Tuttavia, le pagine narrano molto di più. Ci raccontano della fatica di trovare fonti attendibili o, in alcuni casi, anche un qualsiasi tipo di reperti. Ci aiutano a capire quanto le tracce lasciate dagli uomini possano essere come impronte sulla battigia: pronte a essere cancellate dalla prossima onda.
Sono la prova inconfutabile di come la passione, la dedizione e – mi sento di aggiungere – una buona dose di testardaggine possano portare a raggiungere ciò che tutti avevano etichettato come impossibile: scrivere un libro su qualcuno vissuto più di 1100 anni fa e di cui non rimane che qualche riga scritta su pergamena.
Il vichingo nero ci aiuta a riflettere. Ci mostra in modo inconfutabile quanto sia manipolabile il nostro passato. Come sia sufficiente che chi si sta occupando di scrivere una cronaca voglia far passare una determinata idea, perchè i fatti vengano fuorviati.
E così si finisce per esaltare un’era arcaica egualitaria, insabbiando il fatto che una mutazione genetica tipica islandese, trasmessa per via materna, sia riconducibile agli abitanti di Irlanda e Scozia. E non so voi, ma non credo che nel X secolo un numero così elevato di donne abbia liberamente deciso di salire a bordo di navi vichinghe.
Mette nero su bianco come la nostra civiltà, il nostro modo di vivere, quello che poi è stato denominato “occidentale”, siano sempre stati distruttivi e irrispettosi degli atri esseri viventi. Il paragone è ancor più lampante quando si viene a conoscenza dei moltissimi altri popoli con cui Geirmund e i suoi sono entrati in contatto: oggi li definiremmo “eco-sostenibili” quando, in realtà, a me sono sembrati semplicemente più consapevoli della necessità di portare un immenso rispetto verso l’ecosistema che ci sfama. Non trovi anche tu che portare una specie animale quasi all’estinzione solamente per fare un maggior guadagno sia molto più da selvaggi che vivere a contatto con la natura?
La cosa che ho trovato davvero fantastica è che tutte queste riflessioni, così come molte altre, su vari argomenti – mitologia, toponomastica, letteratura, poesia, genealogia, archeologia, geografia, solo per citarne alcuni – siano sempre accompagnate da precise spiegazioni del modo in cui Bergsveinn Birgisson è arrivato a tali conclusioni.

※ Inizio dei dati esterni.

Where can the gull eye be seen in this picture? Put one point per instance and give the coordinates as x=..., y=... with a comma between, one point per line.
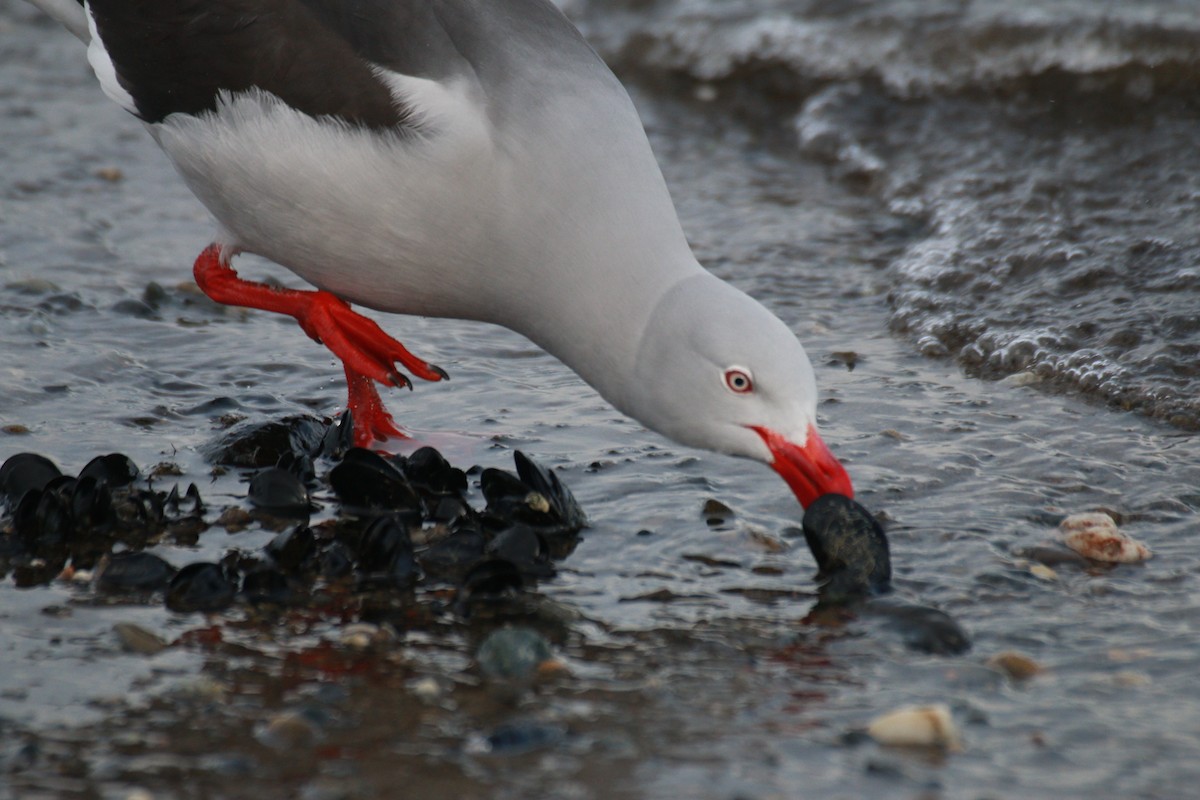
x=737, y=380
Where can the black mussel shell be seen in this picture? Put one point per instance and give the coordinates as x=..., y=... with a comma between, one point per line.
x=293, y=549
x=453, y=555
x=135, y=572
x=339, y=438
x=43, y=519
x=385, y=553
x=201, y=588
x=491, y=578
x=503, y=491
x=267, y=587
x=430, y=470
x=537, y=497
x=263, y=444
x=25, y=471
x=114, y=469
x=563, y=503
x=300, y=465
x=366, y=480
x=335, y=560
x=280, y=492
x=924, y=629
x=522, y=546
x=175, y=501
x=850, y=547
x=91, y=503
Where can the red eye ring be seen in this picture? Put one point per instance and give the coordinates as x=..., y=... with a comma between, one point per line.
x=738, y=380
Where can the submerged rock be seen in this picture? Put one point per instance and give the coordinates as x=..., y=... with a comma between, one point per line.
x=855, y=570
x=514, y=654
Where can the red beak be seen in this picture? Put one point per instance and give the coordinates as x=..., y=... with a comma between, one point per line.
x=810, y=470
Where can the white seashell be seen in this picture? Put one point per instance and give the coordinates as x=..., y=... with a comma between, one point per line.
x=917, y=726
x=1097, y=536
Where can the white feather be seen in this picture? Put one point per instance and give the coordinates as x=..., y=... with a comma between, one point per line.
x=102, y=65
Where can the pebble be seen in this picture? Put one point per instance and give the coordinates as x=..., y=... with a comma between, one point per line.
x=1043, y=572
x=917, y=726
x=1097, y=536
x=1017, y=666
x=234, y=519
x=513, y=654
x=427, y=690
x=136, y=638
x=288, y=731
x=361, y=636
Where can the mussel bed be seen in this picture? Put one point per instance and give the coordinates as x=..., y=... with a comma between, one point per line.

Nulla è una supposizione fine a se stessa (come dimostra la vastissima bibliografia in conclusione).
In uno stile davvero magistrale, scorrevole, interessante e raramente pesante, l’autore ci illustra il suoi percorso di ricerca, lungo quasi vent’anni, spiegando chiaramente i dati alla base di ogni sua deduzione, di ogni tassello usato per costruire la storia del vichingo nero.

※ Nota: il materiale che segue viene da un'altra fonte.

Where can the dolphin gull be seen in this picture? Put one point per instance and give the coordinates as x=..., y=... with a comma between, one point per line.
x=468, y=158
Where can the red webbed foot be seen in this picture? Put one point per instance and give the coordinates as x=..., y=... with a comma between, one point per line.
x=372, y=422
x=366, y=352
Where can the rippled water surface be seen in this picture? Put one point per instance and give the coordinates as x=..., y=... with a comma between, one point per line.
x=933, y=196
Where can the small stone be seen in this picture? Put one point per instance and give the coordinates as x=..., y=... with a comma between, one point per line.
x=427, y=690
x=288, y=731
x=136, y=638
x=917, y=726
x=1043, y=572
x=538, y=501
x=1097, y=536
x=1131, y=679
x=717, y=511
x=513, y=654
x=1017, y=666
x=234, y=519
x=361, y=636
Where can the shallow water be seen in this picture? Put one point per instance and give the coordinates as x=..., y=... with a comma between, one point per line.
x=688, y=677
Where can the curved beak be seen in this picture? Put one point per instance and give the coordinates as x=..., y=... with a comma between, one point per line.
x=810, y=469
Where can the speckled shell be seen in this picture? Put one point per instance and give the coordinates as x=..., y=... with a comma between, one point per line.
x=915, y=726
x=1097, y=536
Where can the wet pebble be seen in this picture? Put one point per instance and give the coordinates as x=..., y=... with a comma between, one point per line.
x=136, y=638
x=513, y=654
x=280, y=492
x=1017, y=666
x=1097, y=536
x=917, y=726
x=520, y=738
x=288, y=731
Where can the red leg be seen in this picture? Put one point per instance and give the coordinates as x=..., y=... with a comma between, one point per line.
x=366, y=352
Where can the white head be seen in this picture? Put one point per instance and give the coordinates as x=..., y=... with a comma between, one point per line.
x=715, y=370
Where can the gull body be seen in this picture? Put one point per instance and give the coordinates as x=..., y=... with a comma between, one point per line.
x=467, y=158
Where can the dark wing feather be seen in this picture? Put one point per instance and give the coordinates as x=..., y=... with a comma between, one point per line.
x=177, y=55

Per questo insisto sul fatto che il volume non sia semplicemente un racconto d’avventure e commerci, ma quasi la narrazione dei retroscena, dei passaggi necessari perchè noi potessimo arrivare a conoscere Geirmund.
Tutto ciò è stato possibile, a mio avviso, anche grazie alla splendida traduzione di Silvia Cosimini, in collaborazione con l’ISLIT (Icelandic Literature Center): se il libro è così scorrevole, e il linguaggio così pregante e stimolante (mi elettrizza sempre trovare parole che prima non conoscevo), è anche merito suo.

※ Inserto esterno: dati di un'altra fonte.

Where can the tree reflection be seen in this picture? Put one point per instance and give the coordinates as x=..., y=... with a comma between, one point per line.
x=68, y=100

La cover è molto carina, in perfetta armonia con lo stile. Anche l‘impostazione grafia del volume in sé mi è piaciuta moltissimo.
Per concludere, mi sento di dire che Il vichingo nero mi è piaciuto come pochi altri libri. Credo sia già papabile per essere inserito tra le opere da rileggere – anche se, magari, non prima di andare a letto – in modo da poterlo comprendere ancora meglio, e scoprire ciò che a prima vista può essere sfuggito.
Bergsveinn Birgisson
Bergsveinn Birgisson è nato a Reykjavík, anche se ora vive a Bergen, in Norvegia. Dopo essere diventato dottore in filologia norrena all’Università di Oslo, ha diretto la sua carriera verso le strade dell’insegnamento e della scrittura, soprattutto di romanzi, poesie e racconti.
Oltre a Il vichingo nero, caso editoriale in Norvegia, in traduzione in dodici Paesi e possibile nuova serie televisiva, edito in Italia da Iperborea, Bergsveinn Birgisson ha pubblicato Risposta a una lettera di Helga con Bompiani.